Cheat Sheet for Rails + PostgreSQL Count Performance

2024/07/31 · 1680 words · 8 minutes to read

The convenience and power of Active Record allows you to interact with your database in a more Ruby-like way, making it easier to write efficient and readable code. However, as with any complex system, performance can sometimes take a hit when using Active Record. One common scenario where performance may suffer is when counting records in your database. In any Rails app, A simple count method call can quickly become a bottleneck, especially for larger datasets. In this post, we’ll dive into some optimization techniques for using Active Record’s count method in your Rails app.

So, what happens behind the scenes when you call count on an Active Record query? In short, count is translated into a SQL query that returns the total number of rows that match your conditions. While this might seem simple, it can quickly become performance-intensive, especially for larger datasets. When you call count, the database has to scan every row in the table to determine the total count.

Here are a few tips that are helpful when doing count:

1. Never Use `count` For Checking Existence 🔗

In many rails applications I have worked on, I found this repeated pattern. Using count to check if a record exists.
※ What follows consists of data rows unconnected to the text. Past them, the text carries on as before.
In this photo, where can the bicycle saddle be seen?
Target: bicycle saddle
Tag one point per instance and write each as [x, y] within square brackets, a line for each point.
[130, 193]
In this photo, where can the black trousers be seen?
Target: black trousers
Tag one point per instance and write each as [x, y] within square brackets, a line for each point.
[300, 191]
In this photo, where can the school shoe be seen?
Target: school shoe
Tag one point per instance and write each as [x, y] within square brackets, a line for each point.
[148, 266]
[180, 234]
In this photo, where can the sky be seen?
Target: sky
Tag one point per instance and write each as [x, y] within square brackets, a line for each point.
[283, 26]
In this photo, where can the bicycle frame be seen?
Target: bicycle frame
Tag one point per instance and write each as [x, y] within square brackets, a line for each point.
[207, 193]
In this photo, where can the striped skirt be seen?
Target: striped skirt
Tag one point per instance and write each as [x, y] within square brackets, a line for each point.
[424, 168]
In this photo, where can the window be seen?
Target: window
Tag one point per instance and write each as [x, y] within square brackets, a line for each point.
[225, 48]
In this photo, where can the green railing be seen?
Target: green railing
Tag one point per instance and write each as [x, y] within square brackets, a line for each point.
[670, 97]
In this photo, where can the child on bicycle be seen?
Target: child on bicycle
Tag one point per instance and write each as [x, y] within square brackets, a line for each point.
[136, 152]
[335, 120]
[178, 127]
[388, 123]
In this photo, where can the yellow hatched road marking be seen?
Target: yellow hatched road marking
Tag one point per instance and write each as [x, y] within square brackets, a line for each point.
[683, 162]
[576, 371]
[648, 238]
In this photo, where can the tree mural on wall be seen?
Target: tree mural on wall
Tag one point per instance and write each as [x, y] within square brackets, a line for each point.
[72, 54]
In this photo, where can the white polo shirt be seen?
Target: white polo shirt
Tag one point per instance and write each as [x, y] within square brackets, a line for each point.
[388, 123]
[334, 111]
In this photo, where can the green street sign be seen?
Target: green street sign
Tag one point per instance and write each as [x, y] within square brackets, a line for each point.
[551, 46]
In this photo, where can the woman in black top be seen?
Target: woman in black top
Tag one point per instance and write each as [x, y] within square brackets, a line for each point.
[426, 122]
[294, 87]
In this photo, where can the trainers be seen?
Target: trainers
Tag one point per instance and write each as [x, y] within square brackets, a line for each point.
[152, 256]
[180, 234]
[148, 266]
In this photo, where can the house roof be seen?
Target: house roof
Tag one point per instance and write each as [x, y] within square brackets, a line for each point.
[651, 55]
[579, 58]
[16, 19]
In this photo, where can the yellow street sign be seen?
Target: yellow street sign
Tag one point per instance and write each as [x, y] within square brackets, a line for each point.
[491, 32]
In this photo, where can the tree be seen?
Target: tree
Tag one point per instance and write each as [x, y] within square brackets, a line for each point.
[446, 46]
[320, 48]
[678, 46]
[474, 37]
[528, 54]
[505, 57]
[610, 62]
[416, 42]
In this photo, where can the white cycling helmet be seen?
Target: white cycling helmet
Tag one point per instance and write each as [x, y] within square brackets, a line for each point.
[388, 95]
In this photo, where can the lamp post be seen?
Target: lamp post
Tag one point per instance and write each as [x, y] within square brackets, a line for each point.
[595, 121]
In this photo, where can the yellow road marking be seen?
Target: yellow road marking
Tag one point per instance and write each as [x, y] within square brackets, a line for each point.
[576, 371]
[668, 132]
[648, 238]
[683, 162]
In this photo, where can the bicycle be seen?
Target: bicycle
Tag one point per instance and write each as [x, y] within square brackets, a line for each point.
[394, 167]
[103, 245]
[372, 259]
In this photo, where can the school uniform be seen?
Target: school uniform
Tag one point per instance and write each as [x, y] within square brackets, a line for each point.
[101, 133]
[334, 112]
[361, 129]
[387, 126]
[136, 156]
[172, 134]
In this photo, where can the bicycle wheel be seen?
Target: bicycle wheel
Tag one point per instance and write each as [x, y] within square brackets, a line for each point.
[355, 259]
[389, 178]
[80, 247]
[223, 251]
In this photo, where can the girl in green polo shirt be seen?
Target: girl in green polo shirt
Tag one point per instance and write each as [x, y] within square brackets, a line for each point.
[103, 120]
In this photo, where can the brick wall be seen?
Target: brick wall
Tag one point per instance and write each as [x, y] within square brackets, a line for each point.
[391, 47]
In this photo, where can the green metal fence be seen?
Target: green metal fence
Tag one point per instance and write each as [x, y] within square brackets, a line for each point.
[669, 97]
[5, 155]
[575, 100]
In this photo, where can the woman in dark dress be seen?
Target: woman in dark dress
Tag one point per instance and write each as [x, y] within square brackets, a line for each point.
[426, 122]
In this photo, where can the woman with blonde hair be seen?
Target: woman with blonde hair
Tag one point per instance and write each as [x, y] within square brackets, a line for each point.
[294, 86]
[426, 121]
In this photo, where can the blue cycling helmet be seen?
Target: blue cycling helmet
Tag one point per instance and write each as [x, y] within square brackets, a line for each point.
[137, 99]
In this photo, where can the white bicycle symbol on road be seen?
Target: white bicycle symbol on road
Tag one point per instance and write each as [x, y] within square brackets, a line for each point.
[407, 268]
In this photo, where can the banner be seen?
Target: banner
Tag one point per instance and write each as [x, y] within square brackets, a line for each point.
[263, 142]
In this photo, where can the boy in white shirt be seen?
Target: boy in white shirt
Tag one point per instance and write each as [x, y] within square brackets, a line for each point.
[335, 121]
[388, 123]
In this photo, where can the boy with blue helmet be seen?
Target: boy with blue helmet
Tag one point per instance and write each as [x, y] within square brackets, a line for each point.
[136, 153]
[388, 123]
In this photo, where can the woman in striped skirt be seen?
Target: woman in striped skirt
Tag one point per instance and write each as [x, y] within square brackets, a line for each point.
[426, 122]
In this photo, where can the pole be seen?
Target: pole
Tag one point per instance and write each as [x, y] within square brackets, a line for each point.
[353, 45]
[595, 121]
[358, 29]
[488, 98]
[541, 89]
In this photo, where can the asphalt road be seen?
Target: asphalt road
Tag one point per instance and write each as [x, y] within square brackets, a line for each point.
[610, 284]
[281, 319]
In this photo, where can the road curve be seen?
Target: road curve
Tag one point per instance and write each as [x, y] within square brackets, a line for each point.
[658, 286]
It is inefficient and can lead to performance issues, Here’s why:

Unnecessary full table scan: .count typically performs a full table scan, counting all matching records.
Overkill for existence check: You only need to know if at least one record exists, not the total count.
Slower performance: .count is slower than alternatives, particularly on large tables.

Instead, use exists?:

exists? is optimized for checking existence, It stops after finding the first matching record. Also, it won’t select any value for DB. It generates an SQL similar to this:

SELECT 1 AS one FROM "users" WHERE status = 'active' LIMIT 1;
copy

This looks very efficient.

# Inefficient
User.where(status: 'active').count > 0

# Efficient
User.where(status: 'active').exists?
copy

2. Know When To Use `size` 🔗

The size method is very similar to count. It will also return the count. There is one difference,

The size is implemented as follows.

If the collection is loaded, it returns the size of the loaded array.
If the collection is not loaded, it executes a COUNT query.

Whereas count always queries the database, which can be slower, especially for large tables.
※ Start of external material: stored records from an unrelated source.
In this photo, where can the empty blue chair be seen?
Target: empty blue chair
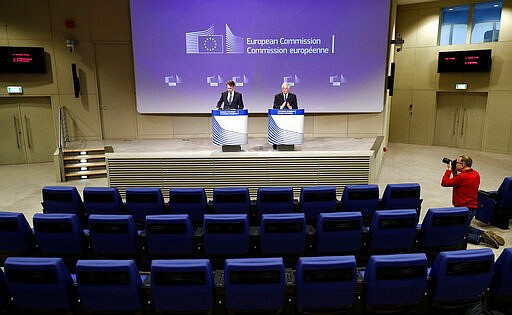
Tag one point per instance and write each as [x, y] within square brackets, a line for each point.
[459, 278]
[231, 200]
[182, 285]
[500, 289]
[324, 284]
[395, 282]
[316, 200]
[109, 285]
[16, 237]
[274, 200]
[495, 207]
[191, 201]
[113, 235]
[226, 234]
[363, 198]
[62, 199]
[283, 234]
[254, 284]
[401, 196]
[59, 234]
[444, 229]
[141, 202]
[339, 233]
[103, 200]
[5, 295]
[393, 230]
[40, 284]
[169, 235]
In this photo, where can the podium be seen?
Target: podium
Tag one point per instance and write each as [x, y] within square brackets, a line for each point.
[229, 129]
[285, 128]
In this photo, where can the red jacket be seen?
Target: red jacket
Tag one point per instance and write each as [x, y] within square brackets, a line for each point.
[465, 188]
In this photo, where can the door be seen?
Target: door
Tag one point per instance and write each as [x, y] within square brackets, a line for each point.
[37, 122]
[28, 133]
[460, 119]
[12, 148]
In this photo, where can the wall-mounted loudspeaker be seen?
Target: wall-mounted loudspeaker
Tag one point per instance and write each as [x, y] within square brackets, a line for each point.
[391, 79]
[76, 80]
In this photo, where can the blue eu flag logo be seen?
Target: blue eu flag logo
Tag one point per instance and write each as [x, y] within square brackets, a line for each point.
[211, 44]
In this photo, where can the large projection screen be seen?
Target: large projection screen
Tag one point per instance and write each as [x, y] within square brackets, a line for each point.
[331, 52]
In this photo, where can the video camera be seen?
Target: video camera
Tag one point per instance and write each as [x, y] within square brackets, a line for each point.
[452, 162]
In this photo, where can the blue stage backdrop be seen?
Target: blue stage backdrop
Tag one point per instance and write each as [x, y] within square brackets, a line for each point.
[332, 52]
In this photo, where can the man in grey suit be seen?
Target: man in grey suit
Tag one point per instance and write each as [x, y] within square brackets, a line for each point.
[285, 100]
[230, 98]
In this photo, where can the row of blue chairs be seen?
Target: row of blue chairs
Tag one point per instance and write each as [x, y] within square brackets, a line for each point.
[495, 206]
[230, 234]
[141, 202]
[400, 283]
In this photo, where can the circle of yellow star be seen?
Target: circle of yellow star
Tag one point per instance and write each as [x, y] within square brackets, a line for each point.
[210, 44]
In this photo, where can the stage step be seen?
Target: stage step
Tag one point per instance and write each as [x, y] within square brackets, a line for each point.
[85, 163]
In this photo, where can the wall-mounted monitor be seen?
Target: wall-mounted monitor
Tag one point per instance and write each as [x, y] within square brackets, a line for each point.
[464, 61]
[22, 60]
[332, 53]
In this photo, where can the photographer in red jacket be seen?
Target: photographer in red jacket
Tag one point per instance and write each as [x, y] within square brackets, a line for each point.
[465, 182]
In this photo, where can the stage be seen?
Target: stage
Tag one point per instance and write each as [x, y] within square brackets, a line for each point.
[197, 162]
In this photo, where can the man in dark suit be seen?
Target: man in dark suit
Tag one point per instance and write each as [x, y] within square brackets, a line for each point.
[285, 100]
[230, 98]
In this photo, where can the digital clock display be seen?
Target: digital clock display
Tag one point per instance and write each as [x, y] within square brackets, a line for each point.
[22, 59]
[464, 61]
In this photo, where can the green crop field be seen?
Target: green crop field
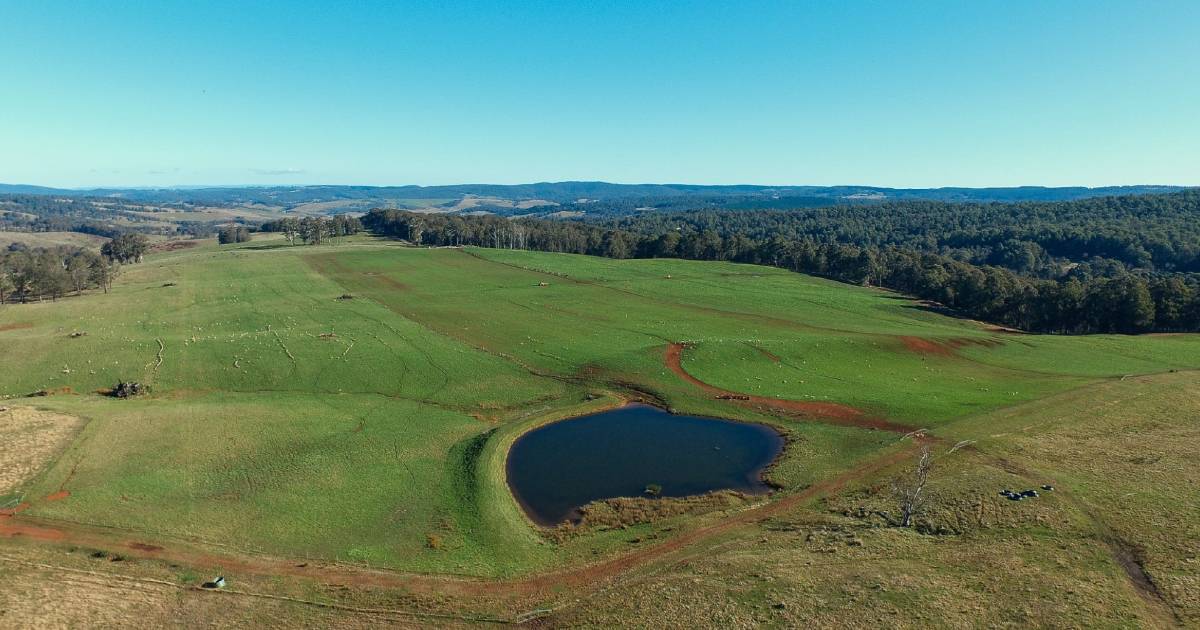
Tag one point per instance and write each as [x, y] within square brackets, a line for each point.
[354, 402]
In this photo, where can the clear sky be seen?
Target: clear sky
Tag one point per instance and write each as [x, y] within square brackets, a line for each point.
[893, 94]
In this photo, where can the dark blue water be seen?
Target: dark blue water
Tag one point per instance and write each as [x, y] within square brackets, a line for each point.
[557, 468]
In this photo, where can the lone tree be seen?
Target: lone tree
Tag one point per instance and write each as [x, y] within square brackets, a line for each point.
[910, 490]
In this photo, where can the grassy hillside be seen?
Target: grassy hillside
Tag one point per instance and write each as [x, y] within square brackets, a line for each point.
[354, 401]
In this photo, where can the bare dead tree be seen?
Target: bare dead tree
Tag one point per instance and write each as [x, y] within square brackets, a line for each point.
[910, 490]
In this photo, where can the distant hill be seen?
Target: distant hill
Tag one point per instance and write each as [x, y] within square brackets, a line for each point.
[589, 191]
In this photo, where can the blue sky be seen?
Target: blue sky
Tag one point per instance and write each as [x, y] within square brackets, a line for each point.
[891, 94]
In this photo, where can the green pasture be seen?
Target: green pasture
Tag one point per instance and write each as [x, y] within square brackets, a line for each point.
[355, 401]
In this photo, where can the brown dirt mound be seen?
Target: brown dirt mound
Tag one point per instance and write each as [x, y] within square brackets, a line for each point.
[829, 412]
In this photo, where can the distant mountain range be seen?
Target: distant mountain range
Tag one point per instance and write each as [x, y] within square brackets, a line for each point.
[574, 192]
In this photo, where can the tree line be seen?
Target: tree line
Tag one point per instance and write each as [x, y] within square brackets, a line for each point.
[313, 231]
[1086, 238]
[40, 273]
[1122, 303]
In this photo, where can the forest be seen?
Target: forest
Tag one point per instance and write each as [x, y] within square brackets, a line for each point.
[1119, 264]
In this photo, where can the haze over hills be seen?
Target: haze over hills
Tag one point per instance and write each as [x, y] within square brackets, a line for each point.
[576, 191]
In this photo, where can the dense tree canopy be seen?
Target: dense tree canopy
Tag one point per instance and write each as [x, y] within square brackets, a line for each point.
[29, 274]
[1111, 303]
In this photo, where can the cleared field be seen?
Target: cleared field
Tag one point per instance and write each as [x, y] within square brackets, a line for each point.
[51, 239]
[353, 403]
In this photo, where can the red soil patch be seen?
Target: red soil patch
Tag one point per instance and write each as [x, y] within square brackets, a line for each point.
[947, 347]
[923, 346]
[390, 282]
[17, 509]
[772, 357]
[541, 586]
[829, 412]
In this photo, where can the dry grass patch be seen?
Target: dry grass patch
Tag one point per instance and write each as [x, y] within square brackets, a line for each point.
[29, 438]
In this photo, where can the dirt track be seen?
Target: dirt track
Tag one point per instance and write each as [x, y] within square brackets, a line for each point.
[540, 586]
[826, 412]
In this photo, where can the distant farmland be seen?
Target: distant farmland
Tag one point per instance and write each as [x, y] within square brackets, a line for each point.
[351, 406]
Use count when you specifically want to get the count from the database and not rely on any pre-loaded data. Use size when you want to avoid unnecessary database queries and prefer to use the already loaded data if available. Also, note that size is beneficial only after loading the items to count.

# Don't do this
posts = Post.includes(:comments)
posts.each do |post|
  puts post.comments.count
end

# Instead use this
posts = Post.includes(:comments)
posts.each do |post|
  puts post.comments.size
end
copy

In this case, since comments have been already loaded. Using size will return the count without an additional database query. Here, we prevented the N+1 query issue by using size. By contrast, #count always performs a new SQL COUNT query, regardless of whether the collection is loaded or not. This can lead to unnecessary database hits if used carelessly.

3. Counter Cache 🔗

Counter caching is a technique used in Rails to improve performance when dealing with frequent count operations on associations. It involves storing the count of associated objects in a dedicated column of the parent model, eliminating the need for expensive COUNT queries. When you have a has_many association and frequently need to count the number of associated records, counter caching can significantly reduce database load. Instead of executing a COUNT query each time, Rails can simply read the cached value from the parent record.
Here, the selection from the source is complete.